Another method would be to pick 1 random name from the set of names which are oldest by block height. This has a risk of revealing a little bit of information about which names might have a common owner, if a blockchain observer is watching the order that names are renewed in. Making the probability dependent on the block age might add some obfuscation, but I'm not sure how well it truly removes the information. Another possibility is combining the first two methods I listed -- pick a random name with less than N blocks to expire, unless there are one or more names with less than M blocks to expire, in which case pick one of the oldest ones. This might still leak information if a blockchain observer is looking for names which are renewed near a common age.

Weighted random would tend to pick the oldest names first, but with some "coarseness" depending on the run interval.

The statistical analysis here can get kind of complicated.

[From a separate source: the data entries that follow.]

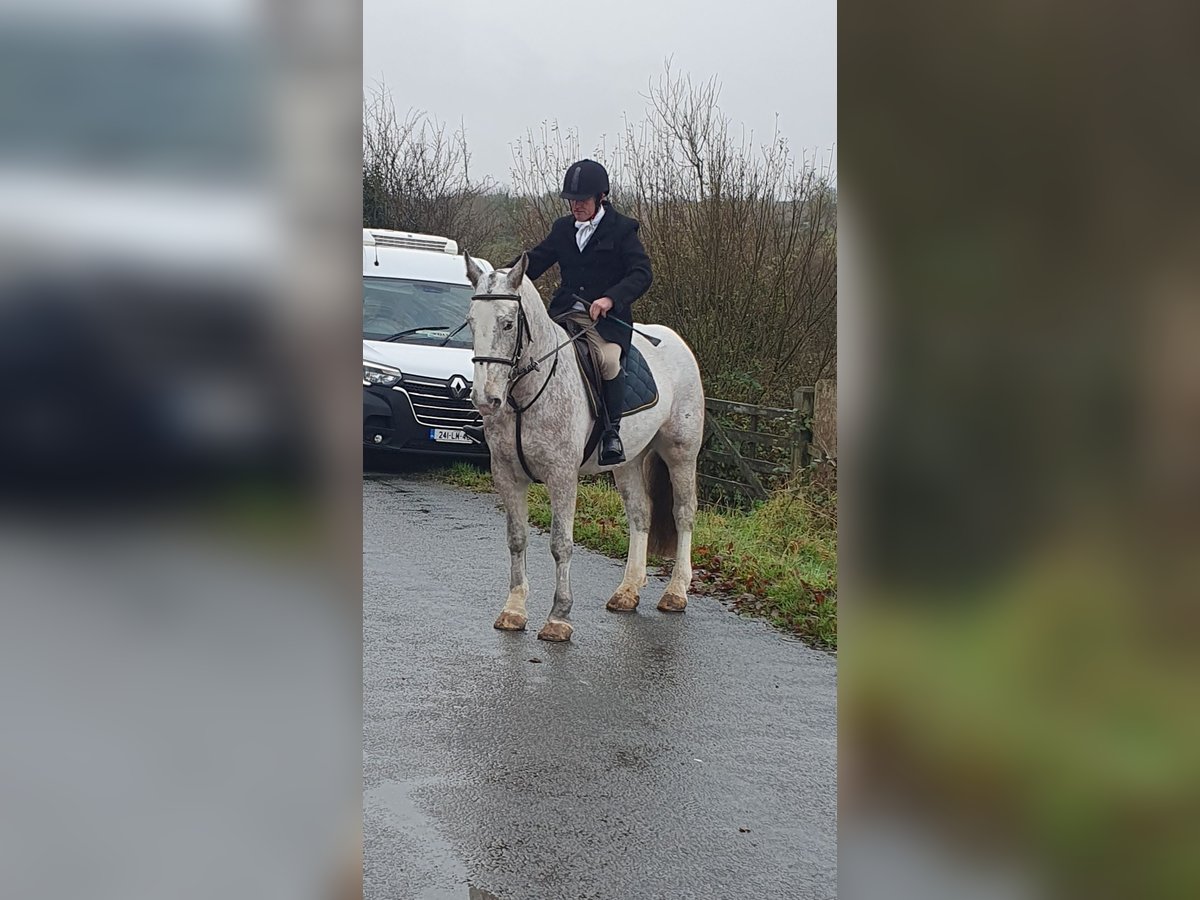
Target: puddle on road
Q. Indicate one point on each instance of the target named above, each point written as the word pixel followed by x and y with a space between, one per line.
pixel 399 808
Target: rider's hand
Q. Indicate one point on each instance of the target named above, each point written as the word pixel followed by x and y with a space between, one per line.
pixel 600 307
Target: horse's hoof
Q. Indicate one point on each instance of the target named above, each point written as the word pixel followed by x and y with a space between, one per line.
pixel 510 621
pixel 624 600
pixel 556 631
pixel 673 603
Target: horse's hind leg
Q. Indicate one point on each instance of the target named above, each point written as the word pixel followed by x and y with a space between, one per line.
pixel 631 486
pixel 682 466
pixel 516 507
pixel 563 493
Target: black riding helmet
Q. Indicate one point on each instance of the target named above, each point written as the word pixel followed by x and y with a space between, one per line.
pixel 585 179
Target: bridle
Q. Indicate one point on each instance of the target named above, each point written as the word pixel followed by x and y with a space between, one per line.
pixel 523 333
pixel 520 371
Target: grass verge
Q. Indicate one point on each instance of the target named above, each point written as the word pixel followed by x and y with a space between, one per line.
pixel 778 561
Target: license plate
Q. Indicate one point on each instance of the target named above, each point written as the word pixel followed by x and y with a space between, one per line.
pixel 449 436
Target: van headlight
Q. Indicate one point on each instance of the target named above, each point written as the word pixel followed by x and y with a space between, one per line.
pixel 383 376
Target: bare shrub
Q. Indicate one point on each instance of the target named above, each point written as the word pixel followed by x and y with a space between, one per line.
pixel 417 177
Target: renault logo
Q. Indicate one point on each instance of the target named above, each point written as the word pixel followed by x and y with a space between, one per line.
pixel 459 388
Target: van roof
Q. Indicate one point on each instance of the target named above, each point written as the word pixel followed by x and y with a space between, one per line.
pixel 405 255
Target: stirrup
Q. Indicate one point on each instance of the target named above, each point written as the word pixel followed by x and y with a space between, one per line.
pixel 613 455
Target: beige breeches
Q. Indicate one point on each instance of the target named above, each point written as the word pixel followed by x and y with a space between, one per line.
pixel 607 353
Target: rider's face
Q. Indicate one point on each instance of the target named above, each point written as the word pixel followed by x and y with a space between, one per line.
pixel 583 210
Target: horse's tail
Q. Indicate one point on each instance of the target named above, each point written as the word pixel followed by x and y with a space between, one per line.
pixel 663 528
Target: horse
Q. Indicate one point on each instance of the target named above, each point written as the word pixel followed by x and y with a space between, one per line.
pixel 537 421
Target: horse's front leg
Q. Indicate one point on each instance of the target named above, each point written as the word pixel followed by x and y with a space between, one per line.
pixel 563 492
pixel 516 505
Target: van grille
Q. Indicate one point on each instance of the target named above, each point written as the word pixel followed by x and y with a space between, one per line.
pixel 436 407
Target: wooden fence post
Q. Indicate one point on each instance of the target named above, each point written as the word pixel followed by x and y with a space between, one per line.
pixel 825 419
pixel 802 402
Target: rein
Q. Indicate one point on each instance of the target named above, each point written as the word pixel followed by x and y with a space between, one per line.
pixel 533 365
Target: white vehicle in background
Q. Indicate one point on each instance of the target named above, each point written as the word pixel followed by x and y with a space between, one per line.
pixel 417 375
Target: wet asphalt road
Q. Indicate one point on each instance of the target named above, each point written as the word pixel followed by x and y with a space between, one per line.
pixel 653 756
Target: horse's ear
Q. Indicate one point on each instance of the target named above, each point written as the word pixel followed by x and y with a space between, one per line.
pixel 473 271
pixel 516 274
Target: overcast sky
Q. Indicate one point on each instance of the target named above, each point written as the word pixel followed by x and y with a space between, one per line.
pixel 503 67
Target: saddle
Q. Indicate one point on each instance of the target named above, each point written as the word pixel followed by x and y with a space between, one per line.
pixel 641 391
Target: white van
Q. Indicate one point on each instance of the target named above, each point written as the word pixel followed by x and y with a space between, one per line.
pixel 417 375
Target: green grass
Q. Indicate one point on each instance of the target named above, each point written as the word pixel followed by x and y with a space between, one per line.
pixel 778 561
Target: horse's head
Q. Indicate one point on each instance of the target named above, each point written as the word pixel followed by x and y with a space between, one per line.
pixel 496 323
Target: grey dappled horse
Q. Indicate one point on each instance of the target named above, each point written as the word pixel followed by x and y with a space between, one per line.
pixel 511 330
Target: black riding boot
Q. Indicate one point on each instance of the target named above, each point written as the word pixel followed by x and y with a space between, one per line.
pixel 611 451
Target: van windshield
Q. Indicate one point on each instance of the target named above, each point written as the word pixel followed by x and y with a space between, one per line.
pixel 395 305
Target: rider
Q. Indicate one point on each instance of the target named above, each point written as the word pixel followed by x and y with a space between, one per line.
pixel 604 269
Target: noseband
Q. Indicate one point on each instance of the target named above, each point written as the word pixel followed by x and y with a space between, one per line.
pixel 522 330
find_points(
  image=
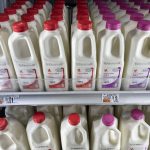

Thoughts?

The desired behavior is to make it look like each name is being renewed by a different actor, in isolation, according to its own schedule. So the chance of one name being renewed during a given interval should not affect the chance of another name being renewed during that interval. Limiting renewals by the script to one per some time interval breaks that property, which becomes more obvious when the time interval is larger. So I think a better solution would be to have the script run continuously instead of at intervals, so it has more flexibility in scheduling renewals, and can schedule them "independently".

In summary:

Stop-gap solution: add a CLI option to nct to specify renewing just 1 name nearing expiration instead of all of them. Apprise the user of the risk of accidental expiration or correlation in cases of "too many" names expiring in a time interval.

Long-term solution: make another renewal daemon program, in a systems language, that renews names or at least notifies the user when to renew names, without correlating them in time more than necessary (IP address of transactions notwithstanding).